Artinya: Orang pandai yang bersaing dengan orang pandai juga.


18. “Gajah ngidak rapah”

(Wong sing ngelanggar wewalere dewe)

Artinya: Orang yang melanggar aturannya sendiri.


19. “Sumur lumaku tiniba”

(Wong sing kumudu-mudu dijaluki warah)

Artinya: Seseorang yang tergesa-gesa dimintai petunjuk.


20. “Yuyu rumpung mbarong ronge”

(Tegese omahe magrong-magrong, nanging sajatine kekurangan)

Artinya: Rumahnya besar tetapi sebenarnya orang yang miskin.


21. “Kriwikan-dadi grojogan”

(Tegese prekara cilik dadi prakara gedhe tur ngambra-ambr)

Artinya: Permasalahan kecil menjadi besar dan menjadi-jadi.


22. “Jati ketlusuban ruyung”

(Golongan uwong kang becik klebon wong ala wateke)

Artinya: Golongan orang baik yang kedatangan orang berwatak tidak baik.


23. “Kebo bule mati setra”

(Tegese wong pinter, nanging kapinterane ora ana kang merlokake kapinterane amarga ing tengahing pategalan)

Artinya: Orang pandai tapi kepandaiannya tidak ada yang membutuhkan karena berada di tempat yang tidak semestinya.


24. “Tumbu oleh tutup”

(Tegese wong wis cocok karo karepe

Artinya: Orang yang sudah cocok dengan keinginannya.

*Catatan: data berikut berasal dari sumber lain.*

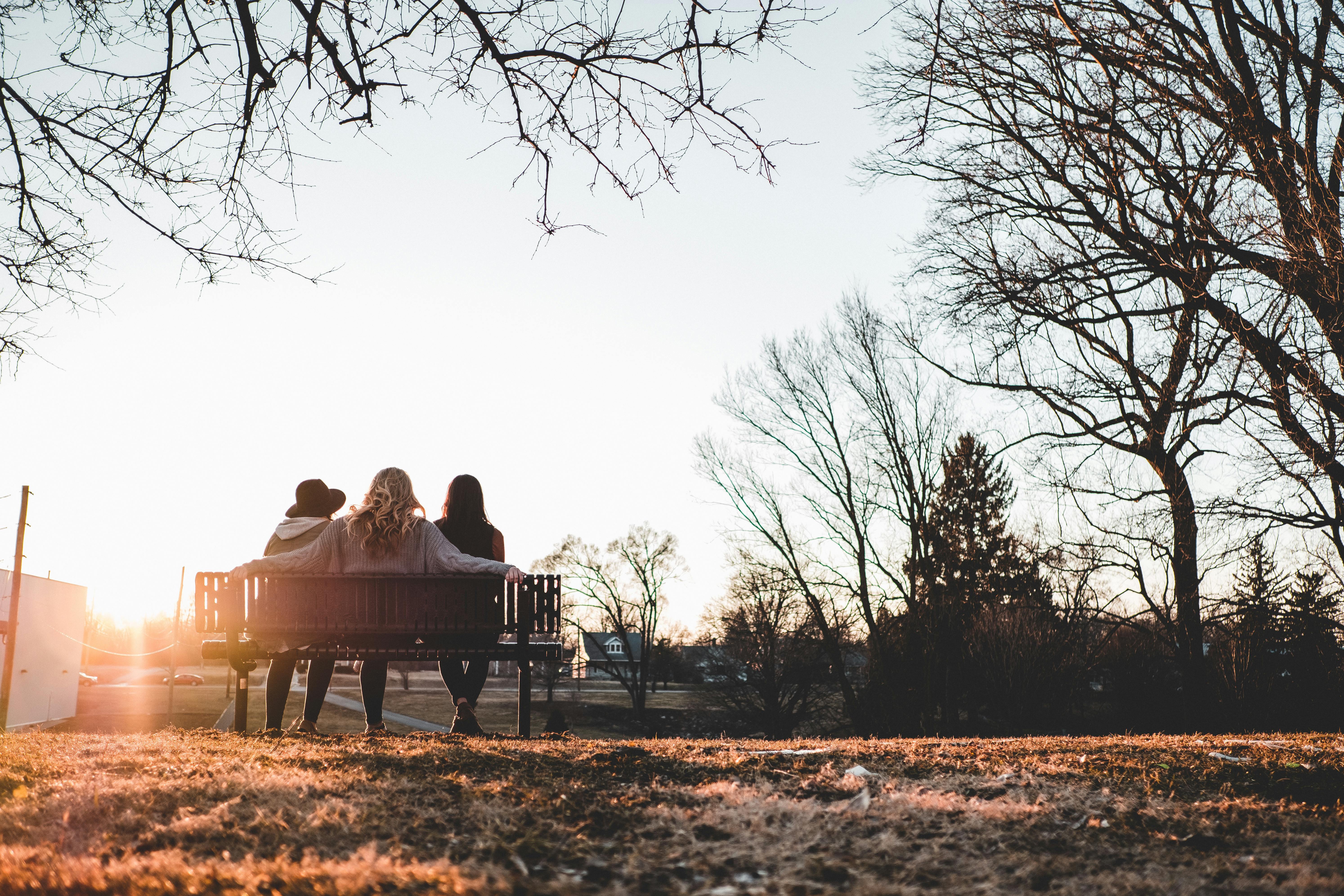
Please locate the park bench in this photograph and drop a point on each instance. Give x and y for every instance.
(396, 618)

25. “Opor bebek mentas awake dhewek”

(Tegese wong kang ngrampungi saka rekadayane dhewe

Artinya: Orang yang menyelesaikan permasalahan karena usahanya sendiri.


Pentingnya Tembung Saloka dalam Budaya Jawa:

Tembung Saloka bukan hanya sekadar struktur kalimat dalam bahasa Jawa, tetapi juga merupakan bagian integral dari budaya dan identitas Jawa.

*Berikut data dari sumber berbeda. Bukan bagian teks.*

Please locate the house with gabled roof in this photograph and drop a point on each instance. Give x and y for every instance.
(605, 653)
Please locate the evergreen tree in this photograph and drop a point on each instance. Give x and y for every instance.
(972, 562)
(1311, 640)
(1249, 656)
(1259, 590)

Penggunaan Tembung Saloka tidak hanya membantu dalam penyampaian pesan yang lebih kaya dan dalam, tetapi juga memperkuat nilai-nilai dan tradisi budaya Jawa yang kaya akan filosofi dan kearifan lokal.

Dengan memahami Tembung Saloka, seseorang dapat lebih mendalam memahami kekayaan bahasa dan budaya Jawa serta menghargai kompleksitasnya dalam komunikasi sehari-hari maupun dalam karya sastra.

Akhir Kata

Dalam kesimpulan, Tembung Saloka adalah salah satu aspek penting dalam bahasa Jawa yang membawa makna mendalam dan kompleksitas dalam setiap ungkapan.

Dengan menghargai dan memahami Tembung Saloka, kita dapat lebih memperkaya pemahaman tentang budaya dan kekayaan bahasa Jawa.